Applying Texas law, the U.S. Fifth Circuit Court of Appeals recently issued an opinion concerning an insured’s right to independent counsel when an insurer issues a reservation of rights letter. In Downhole Navigator, L.L.C. v. Nautilus Ins. Co., 686 F.3d 325 (5th Cir. 2012), the Court held that an insured is only entitled to independent counsel where the facts to be adjudicated in the underlying lawsuit against the insured are the same facts upon which coverage depends pursuant to the insurer’s reservation.
Does a reservation of rights create a conflict of interest?
The concern is that, with a reservation of rights, a conflict of interest arises that will prevent the insurer from properly conducting the defense. In other words, the outcome of the coverage issue can be controlled by counsel retained by the insurer who could “steer” the facts and evidence in the underlying lawsuit toward non-coverage.
Not Neccessarily.
However, citing the Texas Supreme Court in N. Cnty. Mut. Ins. Co. v. Davalos, 140 S.W. 3d 685, 588 (Tex. 2004), the Fifth Circuit held that a reservation of rights does not automatically create a disqualifying conflict; such a reservation only recognizes the possibility that a disqualifying conflict may arise in the future.
When a Reservation of Rights Leads to a Conflict of Interest
The Northern District of Texas explained, “In order for a disqualifying interest to exist, then, it must be apparent that facts upon which coverage depends will be ruled on judicially in the Underlying Suit.” Partain v. Mid-Continent Specialty Ins. Servs. Inc., No. 10-2580, 2012 WL 524130 (S.D. Tex. Feb. 15, 2012). “It is not until the facts to be adjudicated in the liability lawsuit are the same facts upon which coverage depends that a potential conflict becomes a disqualifying one, entitling an insured to select independent counsel.” Id.
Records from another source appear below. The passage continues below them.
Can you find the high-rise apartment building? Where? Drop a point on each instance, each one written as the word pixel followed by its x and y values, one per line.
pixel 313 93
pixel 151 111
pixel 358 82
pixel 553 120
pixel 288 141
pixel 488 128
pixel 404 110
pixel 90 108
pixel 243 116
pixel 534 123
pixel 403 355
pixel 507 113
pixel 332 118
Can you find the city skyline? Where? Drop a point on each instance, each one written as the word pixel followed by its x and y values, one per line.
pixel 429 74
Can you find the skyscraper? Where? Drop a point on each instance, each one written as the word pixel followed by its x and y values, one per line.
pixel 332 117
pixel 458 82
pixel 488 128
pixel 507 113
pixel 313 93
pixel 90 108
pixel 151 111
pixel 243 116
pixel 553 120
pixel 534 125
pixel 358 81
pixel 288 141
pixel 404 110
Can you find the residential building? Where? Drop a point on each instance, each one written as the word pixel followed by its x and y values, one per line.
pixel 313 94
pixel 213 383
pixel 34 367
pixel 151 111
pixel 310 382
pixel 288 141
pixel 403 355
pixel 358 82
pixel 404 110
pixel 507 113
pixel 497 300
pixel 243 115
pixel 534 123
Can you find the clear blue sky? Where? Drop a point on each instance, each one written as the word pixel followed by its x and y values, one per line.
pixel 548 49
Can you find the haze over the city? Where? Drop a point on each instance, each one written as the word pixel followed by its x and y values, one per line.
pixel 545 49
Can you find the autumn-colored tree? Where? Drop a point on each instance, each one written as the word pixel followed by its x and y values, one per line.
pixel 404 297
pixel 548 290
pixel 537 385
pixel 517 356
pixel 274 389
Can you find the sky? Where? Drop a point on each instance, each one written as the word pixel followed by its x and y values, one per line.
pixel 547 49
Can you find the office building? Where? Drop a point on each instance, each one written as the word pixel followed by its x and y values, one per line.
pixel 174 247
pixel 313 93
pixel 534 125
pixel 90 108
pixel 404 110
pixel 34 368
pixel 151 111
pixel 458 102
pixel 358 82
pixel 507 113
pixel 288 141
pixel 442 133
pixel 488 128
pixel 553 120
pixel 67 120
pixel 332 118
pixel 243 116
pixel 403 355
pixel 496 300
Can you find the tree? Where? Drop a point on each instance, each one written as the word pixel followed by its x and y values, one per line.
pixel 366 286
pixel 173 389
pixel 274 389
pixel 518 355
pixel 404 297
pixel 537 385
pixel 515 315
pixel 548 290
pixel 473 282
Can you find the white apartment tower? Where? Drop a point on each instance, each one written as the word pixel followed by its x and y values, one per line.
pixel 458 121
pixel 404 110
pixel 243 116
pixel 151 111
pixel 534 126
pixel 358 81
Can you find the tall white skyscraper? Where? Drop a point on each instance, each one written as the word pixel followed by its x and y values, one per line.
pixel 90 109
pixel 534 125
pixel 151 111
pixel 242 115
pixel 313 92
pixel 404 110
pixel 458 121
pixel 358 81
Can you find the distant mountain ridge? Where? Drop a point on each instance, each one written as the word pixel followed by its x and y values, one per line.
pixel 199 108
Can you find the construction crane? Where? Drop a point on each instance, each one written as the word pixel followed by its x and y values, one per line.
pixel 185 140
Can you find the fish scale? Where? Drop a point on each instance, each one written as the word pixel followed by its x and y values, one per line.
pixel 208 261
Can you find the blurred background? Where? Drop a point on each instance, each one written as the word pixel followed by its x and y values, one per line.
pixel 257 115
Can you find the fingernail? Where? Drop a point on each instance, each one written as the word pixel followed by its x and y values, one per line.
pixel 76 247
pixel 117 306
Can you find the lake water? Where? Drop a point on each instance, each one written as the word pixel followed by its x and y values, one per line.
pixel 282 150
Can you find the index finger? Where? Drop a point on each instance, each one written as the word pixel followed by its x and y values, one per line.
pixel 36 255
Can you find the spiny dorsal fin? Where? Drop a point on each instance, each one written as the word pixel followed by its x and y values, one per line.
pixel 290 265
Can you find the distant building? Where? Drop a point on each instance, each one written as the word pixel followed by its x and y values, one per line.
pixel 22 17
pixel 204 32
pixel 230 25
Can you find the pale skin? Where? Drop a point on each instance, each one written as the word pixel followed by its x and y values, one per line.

Application of this rule is exemplified by Housing Authority of the City of Dallas (“DHA”) v. Northland Ins. Co., 333 F. Supp. 2d 595 (N.D. Tex. 2004). In that case, the insurer had reserved rights to disclaim coverage for a willful violation of a statute, and the plaintiff in the underlying lawsuit had alleged willful statutory violations on the part of the defendant-insured. Because the facts to be decided in the underlying lawsuit were the same facts that could defeat coverage, the insurer could not conduct the insured’s defense, and the insured properly refused the insurer’s qualified tender of defense.
Allen & Gooch is providing this legal update for informational purposes only. This article should not be construed as legal advice or a legal opinion as to any specific facts or circumstances. You should consult your own attorney concerning your particular situation and any specific legal questions you may have.